0

I'm playing around with machine learning projects that use Reddit comments. I would like to download all Reddit comments and submissions (available as a torrent) and store them in a database on an external hard drive for easier and faster access. I believe there are at least tens of billions of comments, each with about a dozen columns of metadata.

What I need it to do:

  • Should be compressed. My external hard drive is 4 TB. The whole reddit dataset is 2 TB compressed as zstd, and much too large when uncompressed.
  • I'll occasionally request all comments or submissions that meet some criteria, in order to create a training dataset. For example, all comments from the subreddit r/funny. Or possibly more advanced queries, like semantic text search. This doesn't need to be super fast.
  • I'll occasionally request all comments in order for fasttext to make predictions. Then I'll need to store fasttext's predictions for each comment somewhere.

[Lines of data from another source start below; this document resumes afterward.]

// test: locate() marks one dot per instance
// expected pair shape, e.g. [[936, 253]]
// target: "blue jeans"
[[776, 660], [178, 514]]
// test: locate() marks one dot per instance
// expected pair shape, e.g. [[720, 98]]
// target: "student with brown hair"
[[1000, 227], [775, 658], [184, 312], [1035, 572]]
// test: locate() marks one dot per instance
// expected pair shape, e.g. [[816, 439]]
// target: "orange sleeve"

Then I'll request all comments that fasttext scored greater than some value, in order to predict with a more sophisticated neural network. These predictions also need to be stored somewhere.

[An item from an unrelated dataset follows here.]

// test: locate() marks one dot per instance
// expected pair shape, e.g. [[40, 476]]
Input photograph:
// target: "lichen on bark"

I'm not well versed in database design. I've only used MariaDB/MySQL for smaller databases. So I'm looking for something well documented and beginner friendly.

The three I've considered are MariaDB, ClickHouse, and PostgreSQL. Any insights on best way forward?

Dima
  • 101
  • 1

2 Answers2

1

Of the options you suggested, MySQL/MariaDB is best for your project.

It is easy to use and effective at storing your data but your queries against the size of data make it prohibiting to use. You will have to setup indexes to speed up these queries but even so.

Having said the above, if storage wouldn't be a consideration and access speed would be more important, you could work with something like Elasticsearch. All you do is just dump JSON records and then you can query them blazing fast. No need for database design.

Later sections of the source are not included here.